No question, it’s possible -- Kahne and Jeff Gordon did just that last season, both of them overcoming snake-bitten starts to 2012 and rallying in time to claim the wild-card berths to the Chase. And reigning champion Brad Keselowski’s breakout season of 2011 opened miserably, with him standing 25th in points on Memorial Day weekend before he won three times and vaulted into the thick of the championship race.
“It can either tear you completely apart, or make you stronger,” Gordon said of the experience. “And I think in our case, it made us stronger, and I think that’s just a sign of how strong-knit a team we are and how we communicate. Because we were challenged every weekend with good race cars and bad results. We just kept fighting through it. But in this sport, in this day and age, it’s so competitive so far back, it’s hard to fight your way out of that type of a hole if you get into one early in the season. You have to perform really well and really go on a streak to get out of it.”
And not every team is capable of doing that. Last season, Gordon and Kahne were both buoyed by the knowledge that their cars were much better than their finishes, which gave them hope that a recovery was ultimately possible. But that’s not always the case, and teams that struggle for reasons relating more to performance can find it very difficult to make the kind of run or knock out the number of race victories it may take to get back in contention.

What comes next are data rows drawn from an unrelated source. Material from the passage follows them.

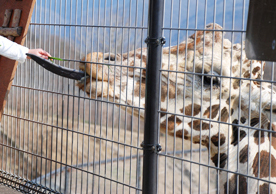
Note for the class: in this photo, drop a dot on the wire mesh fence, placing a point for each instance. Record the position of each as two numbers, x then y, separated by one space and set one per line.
57 138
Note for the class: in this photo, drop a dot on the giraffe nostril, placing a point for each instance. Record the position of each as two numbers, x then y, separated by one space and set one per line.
268 110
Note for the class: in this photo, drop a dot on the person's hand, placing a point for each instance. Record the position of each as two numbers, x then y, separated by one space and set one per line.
39 52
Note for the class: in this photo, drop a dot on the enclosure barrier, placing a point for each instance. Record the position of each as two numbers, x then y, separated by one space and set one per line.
203 124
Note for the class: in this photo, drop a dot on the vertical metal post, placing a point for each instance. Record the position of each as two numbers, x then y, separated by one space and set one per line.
154 45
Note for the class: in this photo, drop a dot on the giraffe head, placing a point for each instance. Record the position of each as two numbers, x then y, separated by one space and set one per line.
207 83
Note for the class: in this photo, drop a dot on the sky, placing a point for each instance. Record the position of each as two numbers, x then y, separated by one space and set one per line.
73 16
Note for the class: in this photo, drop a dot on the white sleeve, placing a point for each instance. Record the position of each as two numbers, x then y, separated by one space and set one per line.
12 50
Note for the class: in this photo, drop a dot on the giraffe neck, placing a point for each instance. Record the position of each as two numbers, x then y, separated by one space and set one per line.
248 154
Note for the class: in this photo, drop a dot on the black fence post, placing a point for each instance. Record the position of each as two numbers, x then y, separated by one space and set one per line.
154 44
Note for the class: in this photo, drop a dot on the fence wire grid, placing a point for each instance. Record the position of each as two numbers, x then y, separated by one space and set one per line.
55 138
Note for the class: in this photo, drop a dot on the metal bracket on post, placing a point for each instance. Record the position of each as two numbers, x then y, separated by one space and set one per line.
154 148
156 41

“Two races in, not a big hole. But when you get three or four races in and you’re still 30th in points, you’re starting to dig a big hole, and you’ve got to go. To overcome that, you have to have really good finishes, and you probably have to have wins. You probably at that point have to start looking at wins,” said Jeff Burton, who has endured his share of tough starts in recent years.

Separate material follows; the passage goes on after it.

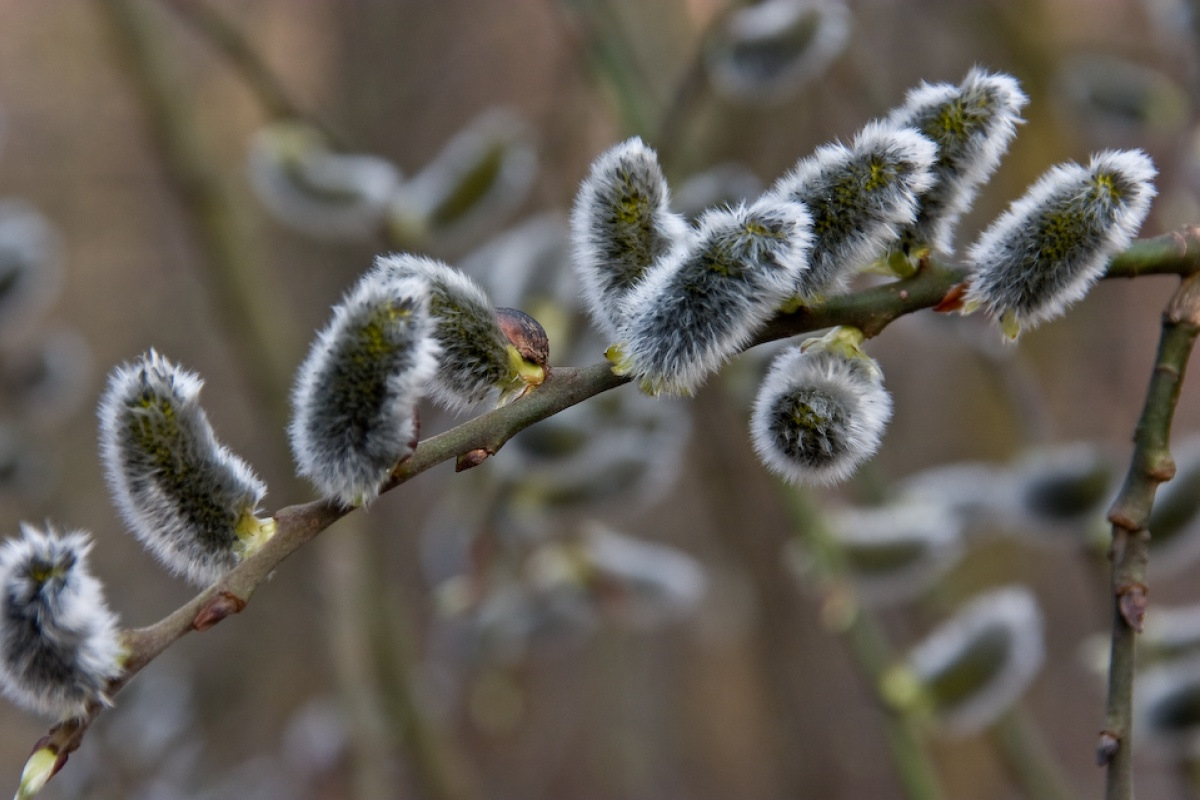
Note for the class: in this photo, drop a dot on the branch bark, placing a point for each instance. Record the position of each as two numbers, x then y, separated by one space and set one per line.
1150 465
873 310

“It’s a 26-race (regular-season) schedule, so when you’re five in, and you’re 30th in points, you’ve got to pass all those people in 21 races to get where you need to be. And that’s very difficult to do. Kahne and them did it last year, but they won races. You’ve got to be on your game to overcome that big of a hole. We’re not there yet. Two races in, we’re not there yet. Someone will leave here in a bigger hole than they’re in today. Not us. But it gets harder and harder as the weeks go by.”

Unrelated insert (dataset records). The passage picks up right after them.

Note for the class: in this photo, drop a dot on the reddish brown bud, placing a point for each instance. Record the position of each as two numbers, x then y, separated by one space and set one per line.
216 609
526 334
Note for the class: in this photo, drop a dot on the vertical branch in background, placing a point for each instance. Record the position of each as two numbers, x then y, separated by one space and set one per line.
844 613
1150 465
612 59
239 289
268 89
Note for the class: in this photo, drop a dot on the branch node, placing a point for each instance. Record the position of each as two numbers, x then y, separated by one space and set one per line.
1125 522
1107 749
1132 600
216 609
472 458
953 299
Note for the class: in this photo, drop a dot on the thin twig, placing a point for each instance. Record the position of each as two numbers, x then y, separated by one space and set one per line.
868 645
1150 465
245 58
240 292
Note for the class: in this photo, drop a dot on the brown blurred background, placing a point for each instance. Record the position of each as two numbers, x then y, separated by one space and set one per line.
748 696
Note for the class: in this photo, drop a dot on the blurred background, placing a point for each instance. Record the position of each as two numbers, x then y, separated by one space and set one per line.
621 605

Even an eventual recovery can come with a price -- Gordon’s team spent so long trying to make up their deficit, making the Chase by the barest of margins on the final night of the regular season, it was clearly spent when it became time to decide the championship. Even so, he believes that experience strengthened the bonds between members of his race team, which paid off in the form of a victory in the season finale at Homestead and a much more promising start to this year.
“I think that is the best thing that happened to us, even though I don’t like the way we ended up the season,” said Gordon. Of course, it certainly didn’t seem that way at the time, as the hole got deeper following one misfortunate event after another. Some teams are staring at that exact circumstance now, although the level of concern can vary.“It’s so early right now,” said Tony Stewart, 23rd in points after a crash in the Daytona 500 and a top-10 run at Phoenix. “There are so many things that can happen. I think it’s way too early to be thinking about that. I think if you’re a team that’s worrying about it right now, I think you’re worrying about making it in to begin with. I think the teams that have confidence that they’re going to be in or should be in the Chase probably aren’t too concerned about it.”